I'm reading up on several driver designs which could simplify my application. Originally I'd created a sync buck design via a PIC driving two FET's (high/low). Unfortunately I forgot I'd need some method of detecting current flow through the inductor to ensure the load (which is capacitive) wasn't discharging. I'm working with up to 100V hence why I haven't gone integrated.

One chip that has caught my eye is the MIC4102. It specifically states in the documentation that it'll detect when HS is positive to GND and prevent LO from switching on. Is this is the case with all half bridge drivers?

Screenshot_2018-12-17_13-09-07.png

The reason I ask is the IRS2008 is much cheaper (< 1/4 the price). I'm wondering why, such as whether the IRS2008 is much slower which makes it less suitable for a buck.

Screenshot_2018-12-17_13-05-26.png

Final question, would two of these (aka a full bridge rectifier) give active rectification? That is, can the load be AC and positive/negative to Vs, or is Vs always floating? (If it is I don't know how it monitors it relative to ground).

Thanks,

Andrew
 

ronsimpson

Well-Known Member
Most Helpful Member
#2
In the MIC4102, there is a pin "LS" what disables the low MOSFET and not the top MOSFET. (the bottom transistor will look like a diode)
In the IRS2008 the /SD pin will disable both MOSFETS.

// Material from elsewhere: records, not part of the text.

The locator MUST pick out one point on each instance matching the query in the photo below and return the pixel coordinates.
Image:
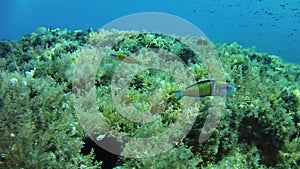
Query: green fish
(206, 88)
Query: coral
(259, 127)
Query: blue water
(271, 26)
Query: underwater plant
(39, 127)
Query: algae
(39, 127)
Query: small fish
(123, 57)
(206, 88)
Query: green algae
(259, 127)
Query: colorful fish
(206, 88)
(123, 57)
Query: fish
(206, 88)
(124, 57)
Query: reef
(40, 127)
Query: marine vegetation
(40, 127)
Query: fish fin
(178, 94)
(203, 81)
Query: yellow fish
(124, 58)
(206, 88)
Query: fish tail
(178, 94)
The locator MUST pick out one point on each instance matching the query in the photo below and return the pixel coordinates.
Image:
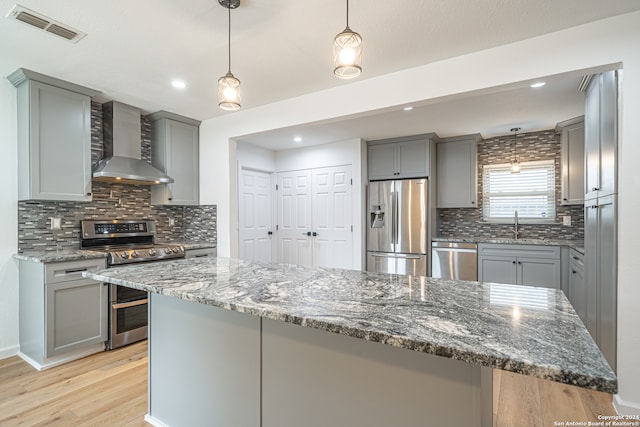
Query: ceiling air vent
(38, 20)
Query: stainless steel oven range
(127, 242)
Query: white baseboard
(623, 407)
(154, 422)
(63, 358)
(9, 351)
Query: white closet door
(255, 221)
(332, 243)
(294, 217)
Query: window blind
(530, 192)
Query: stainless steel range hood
(122, 148)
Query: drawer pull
(75, 270)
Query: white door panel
(255, 215)
(332, 217)
(294, 217)
(315, 201)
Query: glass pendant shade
(229, 92)
(347, 54)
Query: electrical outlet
(56, 223)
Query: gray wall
(111, 201)
(544, 145)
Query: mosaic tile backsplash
(544, 145)
(111, 201)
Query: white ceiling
(282, 49)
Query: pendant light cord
(229, 39)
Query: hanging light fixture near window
(347, 52)
(229, 85)
(515, 164)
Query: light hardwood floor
(110, 389)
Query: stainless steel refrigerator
(397, 236)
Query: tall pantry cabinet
(601, 140)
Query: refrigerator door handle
(388, 255)
(394, 218)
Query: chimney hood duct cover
(122, 145)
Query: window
(530, 192)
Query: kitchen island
(256, 344)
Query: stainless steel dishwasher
(454, 260)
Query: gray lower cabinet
(577, 286)
(531, 265)
(200, 253)
(54, 138)
(399, 158)
(62, 314)
(175, 151)
(457, 172)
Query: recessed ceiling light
(178, 84)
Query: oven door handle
(130, 304)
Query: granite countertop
(194, 245)
(532, 331)
(577, 244)
(60, 255)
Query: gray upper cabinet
(399, 158)
(530, 265)
(457, 171)
(54, 138)
(572, 161)
(175, 151)
(601, 135)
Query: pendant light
(515, 164)
(347, 52)
(229, 85)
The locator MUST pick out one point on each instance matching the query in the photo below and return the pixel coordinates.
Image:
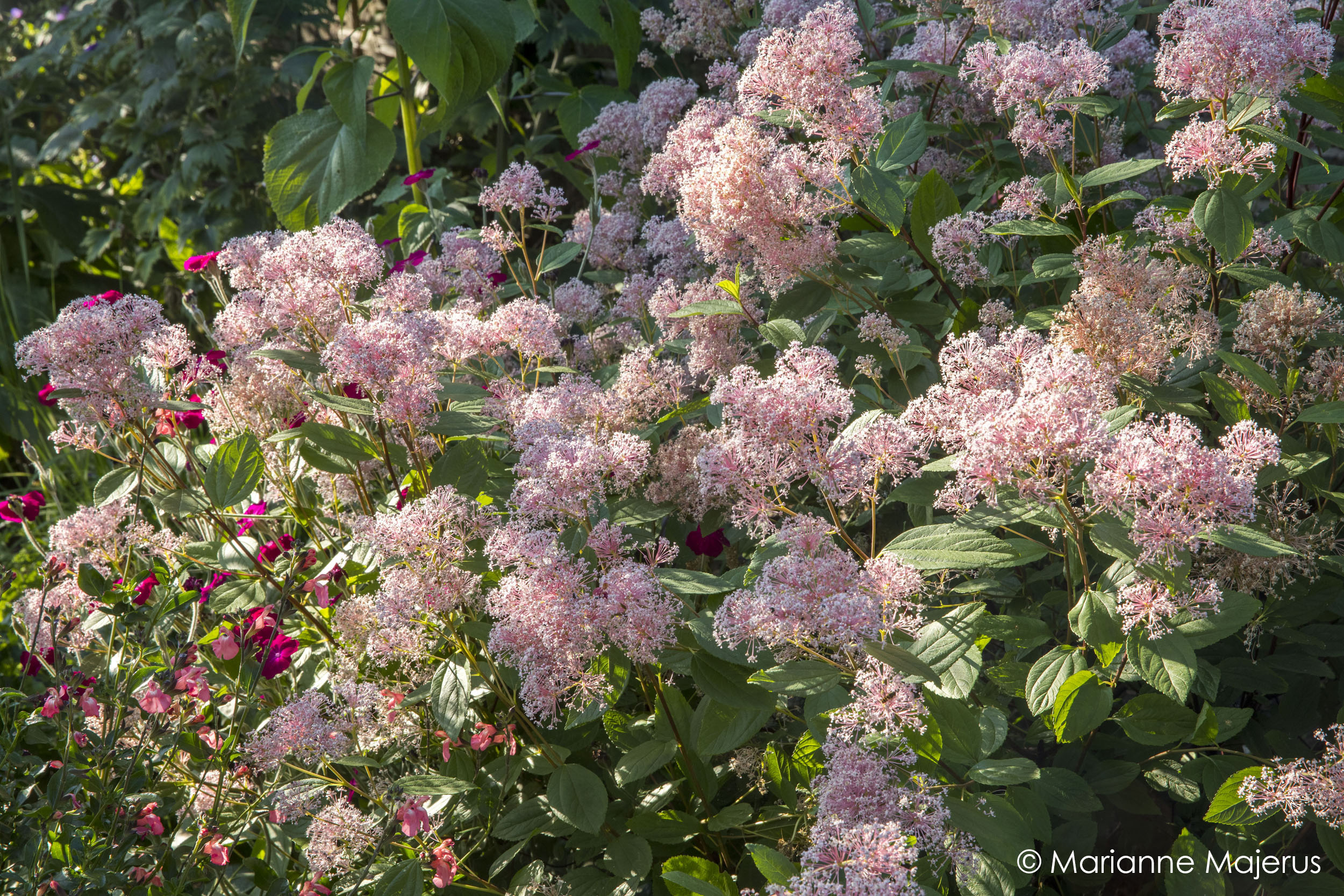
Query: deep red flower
(191, 420)
(144, 590)
(276, 655)
(23, 507)
(707, 546)
(199, 262)
(112, 297)
(582, 149)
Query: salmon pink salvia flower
(414, 816)
(154, 700)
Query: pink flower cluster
(554, 613)
(1174, 488)
(816, 594)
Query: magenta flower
(112, 297)
(410, 261)
(253, 510)
(588, 147)
(199, 262)
(707, 546)
(191, 420)
(276, 655)
(144, 590)
(23, 507)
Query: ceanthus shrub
(910, 457)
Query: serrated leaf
(235, 470)
(577, 797)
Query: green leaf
(1323, 413)
(297, 359)
(560, 256)
(1230, 404)
(643, 761)
(433, 785)
(803, 302)
(709, 307)
(630, 857)
(1000, 773)
(1065, 790)
(881, 194)
(1202, 880)
(687, 875)
(1030, 229)
(905, 663)
(773, 865)
(1097, 622)
(345, 405)
(948, 546)
(1127, 170)
(783, 332)
(727, 684)
(1250, 542)
(1225, 221)
(904, 141)
(1081, 704)
(92, 582)
(451, 695)
(235, 470)
(315, 166)
(339, 441)
(463, 47)
(692, 582)
(115, 485)
(346, 87)
(1229, 806)
(933, 202)
(577, 797)
(1284, 140)
(717, 728)
(945, 641)
(1049, 675)
(690, 884)
(1181, 109)
(1252, 371)
(1167, 663)
(799, 679)
(240, 17)
(402, 879)
(617, 25)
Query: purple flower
(253, 510)
(588, 147)
(144, 590)
(199, 262)
(23, 507)
(410, 261)
(276, 655)
(112, 297)
(191, 420)
(216, 580)
(707, 546)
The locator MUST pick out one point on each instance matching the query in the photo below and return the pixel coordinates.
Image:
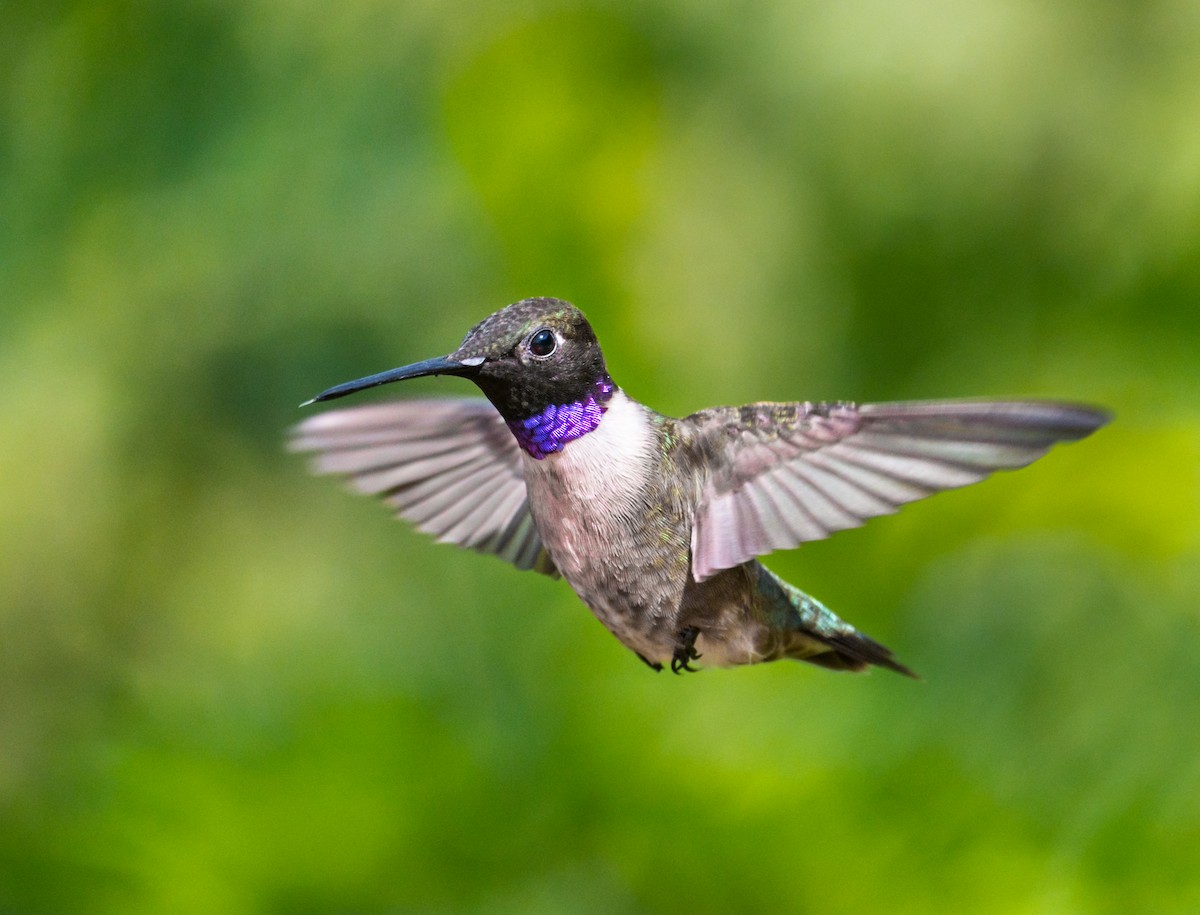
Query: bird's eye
(544, 342)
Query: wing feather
(780, 474)
(450, 466)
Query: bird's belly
(631, 587)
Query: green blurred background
(229, 687)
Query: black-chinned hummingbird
(657, 522)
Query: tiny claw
(685, 651)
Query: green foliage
(226, 686)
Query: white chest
(595, 486)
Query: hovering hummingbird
(657, 522)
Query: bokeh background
(229, 687)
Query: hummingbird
(658, 522)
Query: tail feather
(819, 635)
(861, 651)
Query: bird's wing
(450, 466)
(785, 473)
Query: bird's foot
(685, 650)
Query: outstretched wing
(450, 466)
(785, 473)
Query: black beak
(441, 365)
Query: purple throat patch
(547, 431)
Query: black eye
(543, 342)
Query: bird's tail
(816, 634)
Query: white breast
(591, 494)
(610, 464)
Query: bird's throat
(551, 429)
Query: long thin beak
(441, 365)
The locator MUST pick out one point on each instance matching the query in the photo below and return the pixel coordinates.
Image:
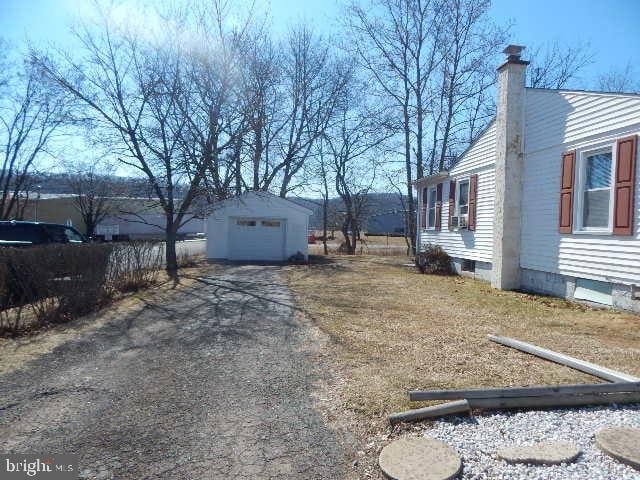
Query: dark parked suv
(24, 234)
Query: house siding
(477, 245)
(556, 122)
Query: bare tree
(619, 81)
(312, 83)
(264, 96)
(31, 112)
(211, 103)
(556, 65)
(93, 191)
(353, 139)
(129, 89)
(398, 41)
(469, 44)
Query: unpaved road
(211, 381)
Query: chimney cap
(513, 50)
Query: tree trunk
(324, 225)
(411, 214)
(354, 236)
(90, 227)
(170, 250)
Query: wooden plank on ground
(577, 364)
(554, 401)
(449, 408)
(505, 392)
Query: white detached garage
(257, 226)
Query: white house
(544, 199)
(257, 226)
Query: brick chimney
(509, 170)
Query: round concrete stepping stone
(622, 443)
(543, 453)
(419, 459)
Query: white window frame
(579, 184)
(435, 201)
(458, 184)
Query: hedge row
(56, 283)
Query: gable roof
(270, 197)
(586, 92)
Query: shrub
(134, 265)
(434, 260)
(56, 283)
(51, 283)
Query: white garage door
(256, 239)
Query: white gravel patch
(477, 440)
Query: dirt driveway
(214, 380)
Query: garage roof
(271, 197)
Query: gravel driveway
(212, 381)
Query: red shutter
(438, 224)
(566, 192)
(624, 186)
(473, 200)
(452, 201)
(425, 200)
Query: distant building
(386, 223)
(136, 217)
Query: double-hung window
(595, 193)
(462, 197)
(431, 208)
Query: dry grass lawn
(394, 330)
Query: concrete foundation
(546, 283)
(482, 270)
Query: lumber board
(507, 392)
(554, 401)
(575, 363)
(444, 409)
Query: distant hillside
(377, 204)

Final question, would two of these (aka a full bridge rectifier) give active rectification? That is, can the load be AC and positive/negative to Vs, or is Vs always floating? (If it is I don't know how it monitors it relative to ground).
Do not understand. Please draw a picture.
 
Thread starter #3
Yup, but what I'm needing to understand is whether all these half bridge drivers have circuitry to prevent backflow through the lower FET.

So if I do a low duty cycle of 5%, where the bottom fet would be on 95%, the driver recognises there's a positive voltage between the FET's and prevents the lower FET from turning on.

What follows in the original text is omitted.